The other important factor about rhythm in piano lessons is feeling the beat numbers in a measure (the notes between each bar line). The most common meter is 4/4 meter (counting 1-2-3-4), and each beat has it’s own unique “feel”. The 1 of each measure is what I like to call the “big” beat, because it’s the prominent feel in a measure. It enables the musician to know when the beginning of a measure starts. The 1 and the 3 are called the “down” beats, and the 2 and 4 are called the “up beats”. Normally the lower register notes such as the bass (electric or upright), and the bass drum, will play the down beats. The higher register instruments typically play on the up beats (keyboard and guitar, etc).
Repetition-the key to reading fluently
Most piano method books teach very little on rhythm in the piano lesson, if at all. It may show the time value and name of each note, but that doesn’t help the student reading fluently in a sequence of notes. It’s in the continual reading from one note to another that is important. And since reading the name of the note as well as the rhythm when playing a song, being able to automatically read the rhythm is crucial. In my book, “Rhythm Workbook”, it gives rhythm without note names in a continual reading, therefore helping the student become automatic. It takes hours of repetition to become fluent when learning a language. It’s much the same when learning to read music, which is a “musical language”. Drills and repetition is the key to being fluent in reading, whether it be the rhythm or note names.
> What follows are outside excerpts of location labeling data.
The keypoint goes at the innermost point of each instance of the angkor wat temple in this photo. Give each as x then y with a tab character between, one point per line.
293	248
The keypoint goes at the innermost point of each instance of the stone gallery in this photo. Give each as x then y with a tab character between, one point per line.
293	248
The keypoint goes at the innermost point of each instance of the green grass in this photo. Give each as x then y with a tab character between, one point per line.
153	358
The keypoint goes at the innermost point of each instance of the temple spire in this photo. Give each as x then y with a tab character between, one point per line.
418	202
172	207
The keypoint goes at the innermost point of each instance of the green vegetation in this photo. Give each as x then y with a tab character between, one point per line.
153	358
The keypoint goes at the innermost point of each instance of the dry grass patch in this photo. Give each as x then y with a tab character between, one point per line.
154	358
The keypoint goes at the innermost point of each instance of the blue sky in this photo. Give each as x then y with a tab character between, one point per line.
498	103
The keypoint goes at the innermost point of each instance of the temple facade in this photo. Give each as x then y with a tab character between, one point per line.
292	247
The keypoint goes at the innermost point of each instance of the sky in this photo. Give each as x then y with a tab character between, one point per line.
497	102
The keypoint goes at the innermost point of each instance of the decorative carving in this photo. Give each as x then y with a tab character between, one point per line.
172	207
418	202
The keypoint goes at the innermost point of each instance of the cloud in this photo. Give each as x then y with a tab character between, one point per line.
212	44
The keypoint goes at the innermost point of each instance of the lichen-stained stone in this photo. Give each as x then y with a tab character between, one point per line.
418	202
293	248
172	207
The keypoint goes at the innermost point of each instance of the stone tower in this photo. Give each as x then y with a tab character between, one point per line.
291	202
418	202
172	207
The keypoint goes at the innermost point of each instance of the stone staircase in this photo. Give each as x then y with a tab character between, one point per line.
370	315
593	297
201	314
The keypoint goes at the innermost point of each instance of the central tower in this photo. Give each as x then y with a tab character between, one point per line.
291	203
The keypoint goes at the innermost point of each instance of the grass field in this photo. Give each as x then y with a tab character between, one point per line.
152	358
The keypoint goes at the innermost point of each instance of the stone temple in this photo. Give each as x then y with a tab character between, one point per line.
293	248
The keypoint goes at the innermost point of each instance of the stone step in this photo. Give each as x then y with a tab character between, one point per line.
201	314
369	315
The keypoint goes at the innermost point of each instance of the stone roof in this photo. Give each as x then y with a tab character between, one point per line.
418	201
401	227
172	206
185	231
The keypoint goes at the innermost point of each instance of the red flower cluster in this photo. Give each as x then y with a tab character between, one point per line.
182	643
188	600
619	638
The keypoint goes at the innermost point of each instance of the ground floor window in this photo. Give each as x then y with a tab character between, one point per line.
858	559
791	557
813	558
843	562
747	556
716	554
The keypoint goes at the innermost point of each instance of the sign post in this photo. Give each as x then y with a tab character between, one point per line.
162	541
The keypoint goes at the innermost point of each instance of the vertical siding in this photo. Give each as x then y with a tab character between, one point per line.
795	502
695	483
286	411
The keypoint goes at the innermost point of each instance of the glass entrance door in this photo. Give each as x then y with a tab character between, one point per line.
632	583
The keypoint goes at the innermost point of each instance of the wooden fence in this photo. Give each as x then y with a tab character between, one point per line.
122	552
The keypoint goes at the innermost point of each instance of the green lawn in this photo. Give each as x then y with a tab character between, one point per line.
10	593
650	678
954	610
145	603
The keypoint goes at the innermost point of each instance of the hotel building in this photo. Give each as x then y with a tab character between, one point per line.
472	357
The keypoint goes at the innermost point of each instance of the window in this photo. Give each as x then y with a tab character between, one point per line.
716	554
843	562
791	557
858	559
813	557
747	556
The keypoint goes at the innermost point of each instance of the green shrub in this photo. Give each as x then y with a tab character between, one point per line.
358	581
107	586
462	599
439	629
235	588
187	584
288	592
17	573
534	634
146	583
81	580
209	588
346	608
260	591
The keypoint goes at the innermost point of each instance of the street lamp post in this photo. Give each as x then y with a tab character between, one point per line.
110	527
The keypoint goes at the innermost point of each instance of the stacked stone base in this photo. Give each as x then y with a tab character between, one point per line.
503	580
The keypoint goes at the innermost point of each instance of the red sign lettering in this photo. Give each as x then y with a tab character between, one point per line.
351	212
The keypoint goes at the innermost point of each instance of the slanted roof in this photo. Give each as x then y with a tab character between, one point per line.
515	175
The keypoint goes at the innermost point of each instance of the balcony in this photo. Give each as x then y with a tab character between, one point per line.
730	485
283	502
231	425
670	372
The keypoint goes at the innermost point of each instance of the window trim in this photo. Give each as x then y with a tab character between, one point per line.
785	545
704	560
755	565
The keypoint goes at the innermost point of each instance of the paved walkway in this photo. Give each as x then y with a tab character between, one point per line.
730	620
If you or your student struggle with rhythm in the piano lesson, I suggest using the “Rhythm Workbook” at Melody Music Publishers. Focusing on reading the rhythm and counting out loud without notation will help create a fluency. And this book can be used for any instrument. Using a metronome is suggested to keep the steady beat while playing and counting. Taking extra time to focus on the rhythm will help when reading music when the note names are added in the reading process. And once the student and musician is reading rhythm fluently, it’s actually FUN to read the rhythm. There’s no need to ignore it any longer.